Testing helps us trust our application, and it's a safety net for future changes. In this tutorial, we will set up our Svelte project to run tests for our components.

Starting a new project

Let's start by creating a new project:

pnpm dlx create-vite
// Project name: › testing-svelte
// Select a framework: › svelte
// Select a variant: › svelte-ts

cd testing-svelte
pnpm install

There are other ways of creating a Svelte project, but I prefer using Vite. One of the reasons that I prefer using Vite is that SvelteKit will use it as well. I'm also a big fan of pnpm, but you can use your preferred package manager. Make sure you follow Vite's docs on starting a new project using npm or yarn.

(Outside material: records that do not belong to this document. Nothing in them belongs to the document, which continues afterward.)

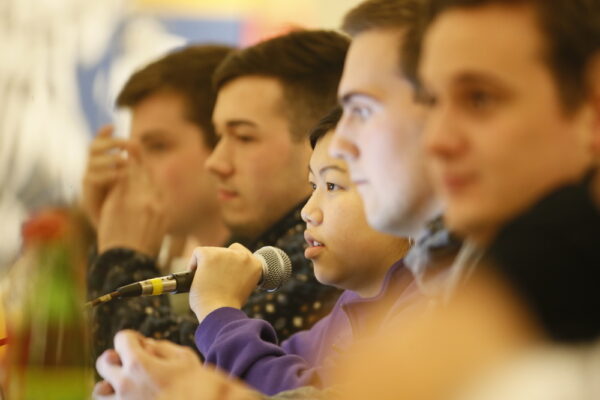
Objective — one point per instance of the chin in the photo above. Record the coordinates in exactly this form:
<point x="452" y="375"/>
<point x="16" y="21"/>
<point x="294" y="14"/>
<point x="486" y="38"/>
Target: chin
<point x="323" y="277"/>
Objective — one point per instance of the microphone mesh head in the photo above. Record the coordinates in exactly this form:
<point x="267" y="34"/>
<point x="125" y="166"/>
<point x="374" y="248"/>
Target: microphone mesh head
<point x="277" y="268"/>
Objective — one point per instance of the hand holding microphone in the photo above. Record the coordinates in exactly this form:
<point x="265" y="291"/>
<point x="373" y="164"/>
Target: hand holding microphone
<point x="225" y="277"/>
<point x="217" y="277"/>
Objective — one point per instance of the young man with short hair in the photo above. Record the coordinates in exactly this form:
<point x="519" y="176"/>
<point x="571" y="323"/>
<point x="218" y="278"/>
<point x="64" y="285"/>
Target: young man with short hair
<point x="160" y="189"/>
<point x="267" y="96"/>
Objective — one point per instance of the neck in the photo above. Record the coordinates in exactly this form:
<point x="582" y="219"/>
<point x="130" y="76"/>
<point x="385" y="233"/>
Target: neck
<point x="371" y="287"/>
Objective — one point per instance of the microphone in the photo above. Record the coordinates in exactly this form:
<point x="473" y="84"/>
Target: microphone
<point x="276" y="270"/>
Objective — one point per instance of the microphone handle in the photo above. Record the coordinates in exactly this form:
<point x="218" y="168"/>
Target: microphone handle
<point x="179" y="282"/>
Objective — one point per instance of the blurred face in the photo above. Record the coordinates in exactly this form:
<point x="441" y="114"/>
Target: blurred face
<point x="259" y="166"/>
<point x="345" y="250"/>
<point x="380" y="135"/>
<point x="497" y="136"/>
<point x="173" y="153"/>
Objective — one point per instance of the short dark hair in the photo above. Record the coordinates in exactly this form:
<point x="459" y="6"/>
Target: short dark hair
<point x="325" y="125"/>
<point x="402" y="15"/>
<point x="381" y="14"/>
<point x="186" y="71"/>
<point x="571" y="29"/>
<point x="307" y="63"/>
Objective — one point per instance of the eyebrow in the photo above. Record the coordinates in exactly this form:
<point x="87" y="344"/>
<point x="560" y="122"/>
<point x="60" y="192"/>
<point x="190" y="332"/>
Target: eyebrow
<point x="234" y="123"/>
<point x="153" y="134"/>
<point x="348" y="97"/>
<point x="327" y="168"/>
<point x="470" y="77"/>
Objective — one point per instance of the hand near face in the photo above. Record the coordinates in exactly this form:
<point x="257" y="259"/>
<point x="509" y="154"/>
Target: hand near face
<point x="133" y="214"/>
<point x="105" y="163"/>
<point x="224" y="278"/>
<point x="143" y="368"/>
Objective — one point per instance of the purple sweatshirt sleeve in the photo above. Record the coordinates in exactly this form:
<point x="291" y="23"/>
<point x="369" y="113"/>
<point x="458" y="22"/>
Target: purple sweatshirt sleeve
<point x="247" y="348"/>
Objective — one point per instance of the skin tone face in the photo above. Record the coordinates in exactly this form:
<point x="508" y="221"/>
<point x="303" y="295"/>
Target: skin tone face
<point x="497" y="135"/>
<point x="379" y="135"/>
<point x="173" y="152"/>
<point x="260" y="167"/>
<point x="345" y="250"/>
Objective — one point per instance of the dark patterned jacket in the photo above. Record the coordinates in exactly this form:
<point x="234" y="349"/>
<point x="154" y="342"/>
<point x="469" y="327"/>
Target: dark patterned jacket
<point x="300" y="303"/>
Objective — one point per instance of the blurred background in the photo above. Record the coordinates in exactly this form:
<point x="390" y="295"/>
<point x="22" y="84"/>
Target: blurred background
<point x="64" y="61"/>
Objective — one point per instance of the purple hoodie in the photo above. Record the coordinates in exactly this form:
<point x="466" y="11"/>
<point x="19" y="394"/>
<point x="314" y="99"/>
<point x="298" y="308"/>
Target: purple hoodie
<point x="247" y="348"/>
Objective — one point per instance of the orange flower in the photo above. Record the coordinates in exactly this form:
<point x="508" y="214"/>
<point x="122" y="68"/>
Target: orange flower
<point x="48" y="226"/>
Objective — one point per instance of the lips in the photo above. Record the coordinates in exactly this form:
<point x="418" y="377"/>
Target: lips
<point x="315" y="246"/>
<point x="455" y="183"/>
<point x="226" y="194"/>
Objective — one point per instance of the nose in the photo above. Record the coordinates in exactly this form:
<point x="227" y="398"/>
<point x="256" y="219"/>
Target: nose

Installing required dependencies

  • Jest: I'll be using this framework for testing. It's the one that I know best, and feel more comfortable with. Because I'm using TypeScript, I need to install its type definitions too.
  • ts-jest: A transformer for handling TypeScript files.
  • svelte-jester: precompiles Svelte components before tests.
  • Testing Library: Doesn't matter what framework I'm using, I will look for an implementation of this popular library.
pnpm install --save-dev jest @types/jest @testing-library/svelte svelte-jester ts-jest

Configuring tests

Now that our dependencies are installed, we need to configure jest to prepare the tests and run them.

A few steps are required:

  • Convert *.ts files
  • Complile *.svelte files
  • Run the tests

Create a configuration file at the root of the project:

// jest.config.js
export default {
  transform: {
    '^.+\\.ts$': 'ts-jest',
    '^.+\\.svelte$': [
      'svelte-jester',
      {
        preprocess: true,
      },
    ],
  },
  moduleFileExtensions: ['js', 'ts', 'svelte'],
};

Jest will now use ts-jest for compiling *.ts files, and svelte-jester for *.svelte files.

Creating a new test

Let's test the Counter component created when we started the project, but first, I'll check what our component does.

<script lang="ts">
  let count: number = 0;
  const increment = () => {
    count += 1;
  };
</script>

<button on:click={increment}>
  Clicks: {count}
</button>

<style>
  button {
    font-family: inherit;
    font-size: inherit;
    padding: 1em 2em;
    color: #ff3e00;
    background-color: rgba(255, 62, 0, 0.1);
    border-radius: 2em;
    border: 2px solid rgba(255, 62, 0, 0);
    outline: none;
    width: 200px;
    font-variant-numeric: tabular-nums;
    cursor: pointer;
  }

  button:focus {
    border: 2px solid #ff3e00;
  }

  button:active {
    background-color: rgba(255, 62, 0, 0.2);
  }
</style>

This is a very small component where a button when clicked, updates a count, and that count is reflected in the button text. So, that's exactly what we'll be testing.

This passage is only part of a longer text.